ABITARE ECO Da sotto si vede una virgola scura («purtroppo è cemento colorato, volevo fosse terra ma non è stato possibile») che si arrampica sulla collina fino a una sorta di ufo atterrato a metà costone. La casa. «Tutto il progetto è mio, anche se non avevo alcuna competenza. La cupola no. Ma ho dovuto cedere all'architetto che aveva tradotto i miei desideri su carta». Le pietre dello sbancamento ricoprono l'abitazione, una sorta di serra la protegge come una seconda pelle. Sul tetto germina ogni sorta di pianta, gramigna e malva, gerani e margherite. «L'hanno fotografata tante riviste alla voce bioarchitettura. Io non sapevo definire questa casa, biocasa?, ma ero certo di quel che volevo». Tutto ciò che viene in mente, fra gli optional di categoria ecologista-militante, c'è. Solare?
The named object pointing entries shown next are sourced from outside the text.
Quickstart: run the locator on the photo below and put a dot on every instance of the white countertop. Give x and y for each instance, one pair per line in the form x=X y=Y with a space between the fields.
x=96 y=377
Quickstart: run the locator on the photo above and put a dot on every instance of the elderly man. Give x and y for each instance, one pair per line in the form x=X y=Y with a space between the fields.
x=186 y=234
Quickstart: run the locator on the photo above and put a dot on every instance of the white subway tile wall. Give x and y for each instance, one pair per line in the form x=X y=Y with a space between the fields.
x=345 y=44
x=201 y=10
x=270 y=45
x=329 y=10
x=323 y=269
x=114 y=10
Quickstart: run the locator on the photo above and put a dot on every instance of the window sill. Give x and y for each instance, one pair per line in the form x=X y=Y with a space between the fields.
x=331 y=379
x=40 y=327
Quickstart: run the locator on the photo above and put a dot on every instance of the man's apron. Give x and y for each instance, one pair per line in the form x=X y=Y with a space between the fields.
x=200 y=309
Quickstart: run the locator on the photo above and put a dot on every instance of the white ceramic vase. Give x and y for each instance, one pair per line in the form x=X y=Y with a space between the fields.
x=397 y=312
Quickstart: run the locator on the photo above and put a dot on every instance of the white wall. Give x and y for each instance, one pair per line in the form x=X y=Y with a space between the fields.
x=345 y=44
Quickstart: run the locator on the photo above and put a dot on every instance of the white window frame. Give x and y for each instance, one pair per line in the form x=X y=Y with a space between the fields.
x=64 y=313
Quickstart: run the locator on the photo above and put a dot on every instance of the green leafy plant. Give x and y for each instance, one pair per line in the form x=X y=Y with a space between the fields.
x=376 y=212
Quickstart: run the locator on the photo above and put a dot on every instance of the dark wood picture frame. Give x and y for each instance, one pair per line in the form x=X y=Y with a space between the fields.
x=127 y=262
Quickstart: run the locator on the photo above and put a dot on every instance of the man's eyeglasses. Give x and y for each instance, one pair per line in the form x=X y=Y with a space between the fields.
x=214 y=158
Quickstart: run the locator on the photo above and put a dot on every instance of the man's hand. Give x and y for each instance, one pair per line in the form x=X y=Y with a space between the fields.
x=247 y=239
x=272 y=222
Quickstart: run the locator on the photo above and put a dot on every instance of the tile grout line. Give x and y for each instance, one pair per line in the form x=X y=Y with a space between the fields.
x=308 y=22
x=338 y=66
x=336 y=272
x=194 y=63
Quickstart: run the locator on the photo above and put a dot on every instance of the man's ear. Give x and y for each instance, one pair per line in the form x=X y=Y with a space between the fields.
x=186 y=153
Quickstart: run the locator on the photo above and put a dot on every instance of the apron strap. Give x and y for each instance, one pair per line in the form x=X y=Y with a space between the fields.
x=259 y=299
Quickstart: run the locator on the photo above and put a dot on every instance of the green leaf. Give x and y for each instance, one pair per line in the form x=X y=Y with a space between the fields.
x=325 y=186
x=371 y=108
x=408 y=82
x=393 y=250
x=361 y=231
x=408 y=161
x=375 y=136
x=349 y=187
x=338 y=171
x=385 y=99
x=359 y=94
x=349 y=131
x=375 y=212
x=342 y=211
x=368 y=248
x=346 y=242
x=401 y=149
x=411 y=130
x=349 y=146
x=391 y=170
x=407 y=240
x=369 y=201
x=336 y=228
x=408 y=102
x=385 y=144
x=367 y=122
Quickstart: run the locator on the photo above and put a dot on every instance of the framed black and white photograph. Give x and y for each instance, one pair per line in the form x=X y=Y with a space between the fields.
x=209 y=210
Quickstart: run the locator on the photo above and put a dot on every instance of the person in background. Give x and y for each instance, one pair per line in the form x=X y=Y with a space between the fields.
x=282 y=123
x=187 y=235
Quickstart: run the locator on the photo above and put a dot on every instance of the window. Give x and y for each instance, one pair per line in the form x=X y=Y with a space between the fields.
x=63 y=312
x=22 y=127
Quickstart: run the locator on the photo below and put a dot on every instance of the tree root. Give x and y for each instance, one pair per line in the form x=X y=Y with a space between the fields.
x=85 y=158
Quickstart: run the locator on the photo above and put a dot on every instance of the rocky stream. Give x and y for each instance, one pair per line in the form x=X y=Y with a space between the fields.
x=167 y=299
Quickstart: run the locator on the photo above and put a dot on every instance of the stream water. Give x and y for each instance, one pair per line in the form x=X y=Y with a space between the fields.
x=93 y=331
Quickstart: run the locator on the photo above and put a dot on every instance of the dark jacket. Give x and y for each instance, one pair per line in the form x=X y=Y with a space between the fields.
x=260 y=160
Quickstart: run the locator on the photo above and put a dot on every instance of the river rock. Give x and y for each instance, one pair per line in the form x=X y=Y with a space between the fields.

Ovvio. Fotovoltaico? Pure. Recupero dell'acqua anche. Ogni stratagemma per il risparmio energetico, qualunque cura per non invadere il paesaggio. Ma l'uomo non è un fanatico cieco e vira dalla poesia alla prosa: «Queste tecnologie sono riservate a pochi. Tutto costa troppo, è bello pensare all'autosufficienza ma bisognerebbe dar modo alla gente di poterselo permettere. E oggi, mi spiace, non si può».